Global warming did once kill off a once-common species, but it was the transition from the last Ice Age to the current warming period, starting 15,000 years ago.

That well-known species was the woolly mammoth but it managed to hang on until 2,000 B.C. Its last known habitat was Wrangel Island in the Arctic Ocean. Ice ages happen in cycles, in recent geological history about 90,000 of every 100,000 years the planet has seen the planet covered in far more ice, and during the last one, mammoths were widespread, from Spain to Alaska.

As global warming began 15,000 years ago, their habitat in Northern Siberia and Alaska shrank and the population On Wrangel Island were cut off from the mainland by rising sea levels. That turned out to be a benefit because they survived another 7,000 years.


Mammoth tooth on the riverbank on Wrangel Island. Credit: Juha Karhu

A team recently examined the isotope compositions of carbon, nitrogen, sulfur and strontium from a large set of mammoth bones and teeth from Northern Siberia, Alaska, the Yukon, and Wrangel Island, ranging from 40,000 to 4,000 years in age. The aim was to document possible changes in the diet of the mammoths and their habitat and find evidence of a disturbance in their environment. The results showed that Wrangel Island mammoths' collagen carbon and nitrogen isotope compositions did not shift as the climate warmed up some 10,000 years ago.

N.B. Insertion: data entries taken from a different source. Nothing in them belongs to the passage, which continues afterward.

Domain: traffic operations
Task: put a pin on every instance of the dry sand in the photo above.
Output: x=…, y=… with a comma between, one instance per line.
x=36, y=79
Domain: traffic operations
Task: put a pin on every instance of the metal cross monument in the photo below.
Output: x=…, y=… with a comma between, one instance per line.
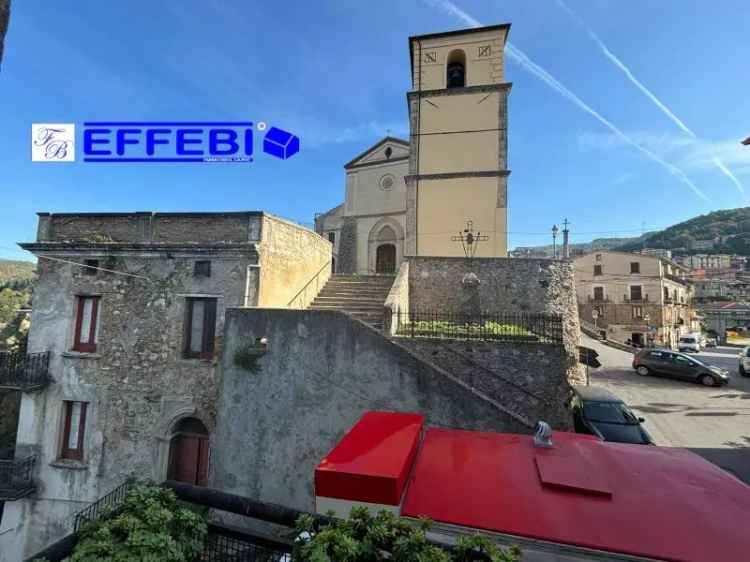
x=469, y=239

The values remained unchanged until the mammoths disappeared, seemingly from the midst of stable, favorable living conditions.

This result contrasts with the findings on woolly mammoths from the Ukrainian-Russian plains, which died out 15,000 years ago, and on the mammoths of St. Paul Island in Alaska, who disappeared 5,600 years ago. In both cases, the last representatives of these populations showed significant changes in their isotopic composition, indicating changes in their environment shortly before they became locally extinct.

Earlier aDNA studies indicate that the Wrangel Island mammoths suffered mutations affecting their fat metabolism. In this study, the team found an intriguing difference between the Wrangel Island mammoths and their ice age Siberian predecessors: the carbonate carbon isotope values indicated a difference in the fats and carbohydrates in the populations' diets.

"We think this reflects the tendency of Siberian mammoths to rely on their reserves of fat to survive through the extremely harsh ice age winters, while Wrangel mammoths, living in milder conditions, simply didn't need to," says Dr. Laura Arppe from the Finnish Museum of Natural History Luomus, University of Helsinki, who led the team of researchers.

The bones also contained levels of sulfur and strontium that suggested the weathering of bedrock intensified toward the end of the mammoth population's existence. This may have affected the quality of the mammoths' drinking water.